Pressure $P$, volume $V$ and temperature $T$ for a certain gas are related by $P=$ $\dfrac{\alpha \mathrm{T}-\beta \mathrm{T}^{2}}{\mathrm{V}}$ where $\alpha$ and $\beta$ constants. Find the work done by the gas if the temperature changes from $\mathrm{T}_{1}$ to $\mathrm{T}_{2}$ while the pressure remains constant.

Answer 1

The state of a gas is determined by the values, such as the pressure, temperature, and volume occupied by the gas, of certain measurable properties. It's possible to change the values of these variables and the state of the gas. Determine the amount of work and the amount of heat required to alter the gas state. Calculate Volume, differentiate it with respect to time and then take out the work done by the gas.
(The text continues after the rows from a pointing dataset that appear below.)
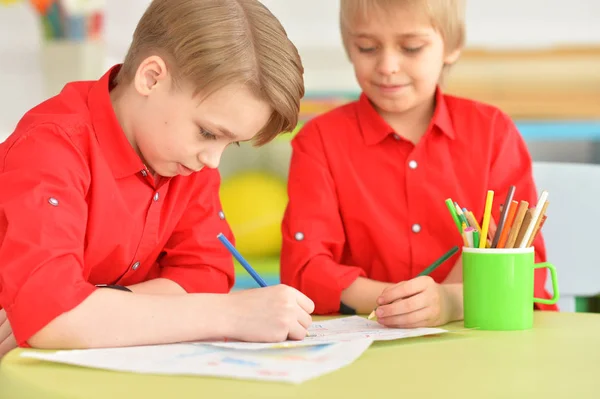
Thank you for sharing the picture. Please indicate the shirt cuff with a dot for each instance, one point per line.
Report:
(199, 279)
(38, 303)
(323, 281)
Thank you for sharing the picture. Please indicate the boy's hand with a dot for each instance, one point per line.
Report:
(270, 314)
(420, 302)
(7, 339)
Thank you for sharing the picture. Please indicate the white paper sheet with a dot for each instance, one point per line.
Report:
(332, 344)
(291, 365)
(337, 330)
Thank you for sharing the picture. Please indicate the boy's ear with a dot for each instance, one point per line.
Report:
(151, 72)
(452, 56)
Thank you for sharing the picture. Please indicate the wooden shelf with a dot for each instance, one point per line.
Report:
(558, 83)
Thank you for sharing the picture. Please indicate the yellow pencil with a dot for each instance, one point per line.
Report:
(486, 217)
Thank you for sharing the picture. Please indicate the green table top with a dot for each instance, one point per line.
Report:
(558, 358)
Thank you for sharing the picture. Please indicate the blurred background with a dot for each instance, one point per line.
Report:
(538, 60)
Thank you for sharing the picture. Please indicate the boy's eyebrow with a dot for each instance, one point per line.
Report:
(408, 35)
(226, 132)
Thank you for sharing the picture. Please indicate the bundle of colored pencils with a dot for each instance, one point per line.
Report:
(518, 226)
(75, 20)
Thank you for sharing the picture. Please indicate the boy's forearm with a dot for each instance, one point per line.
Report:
(112, 318)
(158, 286)
(454, 298)
(362, 294)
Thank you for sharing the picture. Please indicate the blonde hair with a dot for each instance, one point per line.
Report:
(446, 16)
(214, 43)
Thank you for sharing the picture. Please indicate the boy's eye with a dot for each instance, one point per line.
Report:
(366, 49)
(206, 134)
(412, 50)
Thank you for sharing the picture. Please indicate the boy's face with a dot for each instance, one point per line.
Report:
(177, 134)
(398, 58)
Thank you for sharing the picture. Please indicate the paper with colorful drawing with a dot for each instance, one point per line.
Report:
(337, 330)
(291, 365)
(332, 344)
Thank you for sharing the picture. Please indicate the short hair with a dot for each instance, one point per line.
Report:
(213, 43)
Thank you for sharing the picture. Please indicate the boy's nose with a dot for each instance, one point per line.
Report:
(210, 159)
(389, 64)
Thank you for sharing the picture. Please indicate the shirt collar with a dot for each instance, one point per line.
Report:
(374, 128)
(121, 156)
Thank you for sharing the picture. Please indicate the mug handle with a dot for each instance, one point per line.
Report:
(556, 295)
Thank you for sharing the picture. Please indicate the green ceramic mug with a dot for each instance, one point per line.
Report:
(498, 288)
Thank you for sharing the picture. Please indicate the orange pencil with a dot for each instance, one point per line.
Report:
(512, 211)
(538, 223)
(527, 220)
(539, 228)
(517, 222)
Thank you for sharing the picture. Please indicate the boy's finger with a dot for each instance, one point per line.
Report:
(402, 306)
(7, 345)
(419, 318)
(403, 290)
(305, 303)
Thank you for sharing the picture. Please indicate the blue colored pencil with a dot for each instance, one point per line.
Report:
(241, 259)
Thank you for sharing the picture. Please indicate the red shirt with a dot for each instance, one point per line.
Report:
(363, 201)
(79, 208)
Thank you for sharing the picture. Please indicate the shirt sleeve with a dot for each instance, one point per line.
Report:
(43, 216)
(512, 165)
(194, 257)
(312, 229)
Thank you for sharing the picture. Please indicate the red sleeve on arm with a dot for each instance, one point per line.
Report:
(512, 165)
(194, 257)
(313, 233)
(43, 217)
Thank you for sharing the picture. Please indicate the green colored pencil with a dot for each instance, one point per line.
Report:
(430, 269)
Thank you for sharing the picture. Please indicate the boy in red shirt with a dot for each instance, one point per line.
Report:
(113, 184)
(368, 181)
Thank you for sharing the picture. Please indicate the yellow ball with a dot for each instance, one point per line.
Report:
(254, 203)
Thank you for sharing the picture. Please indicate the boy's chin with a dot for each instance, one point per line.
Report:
(391, 106)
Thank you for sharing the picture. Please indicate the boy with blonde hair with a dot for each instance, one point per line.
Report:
(109, 208)
(368, 180)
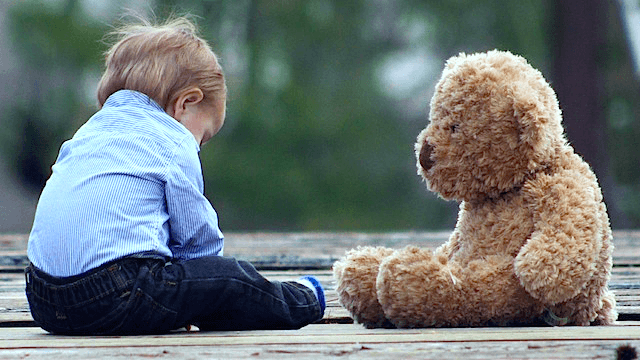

Formula used: $\quad \mathrm{W}=\int \mathrm{P} \mathrm{dV}$

Complete answer:

For a gas, during a change of volume, work is the product of the pressure p and volume V. The work is the area under the curve on a graph of pressure versus volume that describes how the state is altered from state 1 to state 2.
The given relation is $\quad \mathrm{P}=\dfrac{\alpha \mathrm{T}-\beta \mathrm{T}^{2}}{\mathrm{V}}$
$\text{V}=\dfrac{\alpha \text{T}-\beta {{\text{T}}^{2}}}{\text{P}}$
Differentiating we get,
$\text{dV}=\dfrac{\alpha -2\beta \text{T}}{\text{P}}\text{dT}$
Work done by the gas $\text{W}=\int{\text{P}}\text{dV}$
$\text{W}=\int_{{{\text{T}}_{1}}}^{{{\text{T}}_{2}}}{(\alpha -2\beta \text{T})}\text{dT}$
$\Rightarrow \text{W}=\left. \alpha \text{T} \right|_{{{\text{T}}_{1}}}^{{{\text{T}}_{2}}}-2\beta \times \left. \dfrac{{{\text{T}}^{2}}}{2} \right|_{{{\text{T}}_{1}}}^{{{\text{T}}_{2}}}$
$=\alpha \left( {{\text{T}}_{2}}-{{\text{T}}_{1}} \right)-\beta \left( \text{T}_{2}^{2}-\text{T}_{1}^{2} \right)$
$\therefore$ The work done by the gas if the temperature change from $\mathrm{T}_{1}$ to $\mathrm{T}_{2}$ while the pressure remains the constant is $\alpha \left( {{\text{T}}_{2}}-{{\text{T}}_{1}} \right)-\beta \left( \text{T}_{2}^{2}-\text{T}_{1}^{2} \right)$

Note:
We focus on the effects that the system (e.g. an engine) has on its surroundings when defining work. Thus, when the system operates in the environment (energy leaves the system), we define work as positive. If work (energy added to the system) is done on the system, the work is negative. F the pressure has Pascals units and the volume units of m3 will have Joules units in the work. Work done by a system has a negative value (as the system expands). Work done on a system (as the system shrinks) has a positive value.